Die zu 2), 4) und 6) beteiligten Arbeitgeberinnen beantragen,
die Beschwerde zurückzuweisen.
Sie sind der Auffassung, die erforderliche einheitliche Leitungsmacht liege nicht vor. Der jeweilige Theaterleiter treffe unverändert alle wesentlichen Entscheidungen allein vor Ort und verfüge über völlig getrenntes Personal. Die Kinos in G1xx und in G3xx G4xxxx seien schon immer selbständige Betriebe gewesen.

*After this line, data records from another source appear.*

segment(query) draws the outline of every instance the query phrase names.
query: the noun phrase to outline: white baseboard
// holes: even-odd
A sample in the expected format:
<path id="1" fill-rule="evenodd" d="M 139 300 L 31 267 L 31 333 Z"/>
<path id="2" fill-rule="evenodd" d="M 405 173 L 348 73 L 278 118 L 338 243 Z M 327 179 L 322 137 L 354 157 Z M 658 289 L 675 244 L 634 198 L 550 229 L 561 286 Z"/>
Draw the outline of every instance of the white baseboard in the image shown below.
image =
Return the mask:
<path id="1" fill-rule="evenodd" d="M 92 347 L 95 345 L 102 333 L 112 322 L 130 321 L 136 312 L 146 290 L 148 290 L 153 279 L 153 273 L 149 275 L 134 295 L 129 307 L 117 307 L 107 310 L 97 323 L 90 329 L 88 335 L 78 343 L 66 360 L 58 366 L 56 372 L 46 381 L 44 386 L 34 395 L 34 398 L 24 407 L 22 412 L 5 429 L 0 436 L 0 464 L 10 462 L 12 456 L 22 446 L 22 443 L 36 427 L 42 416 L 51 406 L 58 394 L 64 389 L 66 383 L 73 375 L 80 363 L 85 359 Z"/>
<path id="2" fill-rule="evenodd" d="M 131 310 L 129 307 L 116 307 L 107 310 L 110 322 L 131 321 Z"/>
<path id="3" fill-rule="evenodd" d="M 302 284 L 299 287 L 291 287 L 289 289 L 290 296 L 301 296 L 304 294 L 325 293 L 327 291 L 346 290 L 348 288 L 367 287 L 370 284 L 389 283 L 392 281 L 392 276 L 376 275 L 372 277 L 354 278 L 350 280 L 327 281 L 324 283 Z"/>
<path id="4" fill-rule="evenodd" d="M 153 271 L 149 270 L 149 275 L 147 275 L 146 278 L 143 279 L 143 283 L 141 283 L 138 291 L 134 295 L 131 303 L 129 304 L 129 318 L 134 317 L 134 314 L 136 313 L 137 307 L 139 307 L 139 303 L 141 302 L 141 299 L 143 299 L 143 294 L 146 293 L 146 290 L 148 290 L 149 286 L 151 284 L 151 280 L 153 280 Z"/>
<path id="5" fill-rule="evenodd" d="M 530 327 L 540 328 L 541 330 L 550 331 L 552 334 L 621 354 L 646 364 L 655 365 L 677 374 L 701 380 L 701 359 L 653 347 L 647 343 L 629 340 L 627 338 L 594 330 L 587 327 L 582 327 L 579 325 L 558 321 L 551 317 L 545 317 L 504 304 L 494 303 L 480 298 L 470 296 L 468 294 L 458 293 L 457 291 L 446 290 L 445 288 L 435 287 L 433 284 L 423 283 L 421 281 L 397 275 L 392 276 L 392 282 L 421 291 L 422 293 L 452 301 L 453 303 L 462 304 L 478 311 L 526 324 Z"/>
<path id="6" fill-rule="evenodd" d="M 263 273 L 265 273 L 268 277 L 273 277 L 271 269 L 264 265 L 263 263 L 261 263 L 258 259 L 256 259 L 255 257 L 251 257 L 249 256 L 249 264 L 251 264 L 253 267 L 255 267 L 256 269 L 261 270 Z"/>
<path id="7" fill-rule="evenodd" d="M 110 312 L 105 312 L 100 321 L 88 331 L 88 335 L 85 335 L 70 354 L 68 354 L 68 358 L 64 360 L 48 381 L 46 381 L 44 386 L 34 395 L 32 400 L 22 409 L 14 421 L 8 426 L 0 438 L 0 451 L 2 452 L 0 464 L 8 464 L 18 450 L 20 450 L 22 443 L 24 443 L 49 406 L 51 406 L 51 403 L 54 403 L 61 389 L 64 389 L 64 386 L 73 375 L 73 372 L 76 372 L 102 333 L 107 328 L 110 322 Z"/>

Sie seien jeweils nur dem Vermögen eines neuen Rechtsträgers zugeordnet worden.
B.
Die zulässige Beschwerde des Gesamtbetriebsrates ist unbegründet.
Zu Recht und mit zutreffender Begründung hat das Arbeitsgericht die Anträge abgewiesen, weil die zu 2), 4) und 6) beteiligten Arbeitgeberinnen keinen gemeinsamen Betrieb bilden und dementsprechend die zu 3) und 5) beteiligten Betriebsräte nicht berechtigt sind, in den bei der zu 2) beteiligten Arbeitgeberin bestehenden Gesamtbetriebsrat Mitglieder zu entsenden.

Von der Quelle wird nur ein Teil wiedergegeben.